I grabbed independent samples of 1500 recent users of the #newsnight and #bbcqt hashtags within a minute or two of each other about half an hour ago. Here’s who’s followed by 25 or more of the recent hashtaggers in each case. Can you distinguish the programmes each audience interest projection map relates to?
Here’s the first one – are these folk followed by 25 or more of the folk who recently used the #bbcqt or the #newsnight hashtag?
Here’s the second one – are these folk followed by 25 or more of the folk who recently used the #bbcqt or the #newsnight hashtag?
The answer is a only a click away…
PS I’ve got a couple of scripts in the pipeline that should be able to generate data that I can use to generate this sort of differencing word cloud, the idea being I should be able to identify at a glance accounts that different hashtag communities both follow, and accounts that they differently follow…

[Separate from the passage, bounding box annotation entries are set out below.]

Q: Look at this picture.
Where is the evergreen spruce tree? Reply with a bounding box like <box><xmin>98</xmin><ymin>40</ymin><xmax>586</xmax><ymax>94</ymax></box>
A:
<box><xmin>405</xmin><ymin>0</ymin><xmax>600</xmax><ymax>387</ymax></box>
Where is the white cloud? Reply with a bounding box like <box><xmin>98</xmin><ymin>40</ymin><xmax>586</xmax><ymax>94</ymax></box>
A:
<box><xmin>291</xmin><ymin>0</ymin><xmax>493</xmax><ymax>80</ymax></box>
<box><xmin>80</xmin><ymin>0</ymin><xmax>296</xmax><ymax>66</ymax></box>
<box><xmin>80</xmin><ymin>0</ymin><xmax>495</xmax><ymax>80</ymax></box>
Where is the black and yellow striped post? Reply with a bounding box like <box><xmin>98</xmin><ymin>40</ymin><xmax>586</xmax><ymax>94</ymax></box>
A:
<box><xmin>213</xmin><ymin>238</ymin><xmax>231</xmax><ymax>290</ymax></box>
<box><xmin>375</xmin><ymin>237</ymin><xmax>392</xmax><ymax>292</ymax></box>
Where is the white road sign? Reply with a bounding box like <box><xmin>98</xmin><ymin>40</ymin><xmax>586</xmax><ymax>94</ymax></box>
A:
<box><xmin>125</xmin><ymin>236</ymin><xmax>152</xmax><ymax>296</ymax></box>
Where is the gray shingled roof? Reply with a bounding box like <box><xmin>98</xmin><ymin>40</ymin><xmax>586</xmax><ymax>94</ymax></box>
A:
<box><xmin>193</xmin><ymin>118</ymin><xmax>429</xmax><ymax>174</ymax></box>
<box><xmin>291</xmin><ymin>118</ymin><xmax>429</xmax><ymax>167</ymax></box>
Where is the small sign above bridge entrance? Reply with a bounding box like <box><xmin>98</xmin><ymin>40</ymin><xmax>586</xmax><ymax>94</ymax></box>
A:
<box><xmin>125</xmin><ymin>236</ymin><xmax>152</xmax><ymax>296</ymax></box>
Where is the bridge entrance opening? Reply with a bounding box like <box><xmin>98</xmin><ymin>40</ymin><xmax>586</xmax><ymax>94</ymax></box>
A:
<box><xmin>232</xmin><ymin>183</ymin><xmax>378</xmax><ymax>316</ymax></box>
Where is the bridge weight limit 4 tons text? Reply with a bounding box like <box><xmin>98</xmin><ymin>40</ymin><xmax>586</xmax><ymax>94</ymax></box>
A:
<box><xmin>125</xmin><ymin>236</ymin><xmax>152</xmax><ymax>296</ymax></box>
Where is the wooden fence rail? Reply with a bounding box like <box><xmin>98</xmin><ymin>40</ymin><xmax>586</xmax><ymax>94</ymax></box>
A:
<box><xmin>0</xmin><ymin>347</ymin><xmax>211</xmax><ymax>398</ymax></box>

UPDATE: so here’s a quick first pass at comparing the audiences. I’m not sure how reliable the method is, but it’s as follows:
– for each hashtag, grab 1500 recent tweets. Grab the list of folk the hashtagging users follow and retain a list (the ‘interest list’) of folk followed by at least 25 of the hashtaggers. Filter the hashtagger list so that it only contains hashtaggers who follow at least 25 people (this cuts out brand new users and newly created spam accounts). Count the number of filtered hashtaggers that follow each person in the interest list, and normalise by dividing through by the total number of filtered hashtaggers. To recap, for each tag, we now have a list of folk who were popularly followed by users of that tag, along with a number for each one between 0 and 1 describing proportionally how much of the hashtagging sample follow them.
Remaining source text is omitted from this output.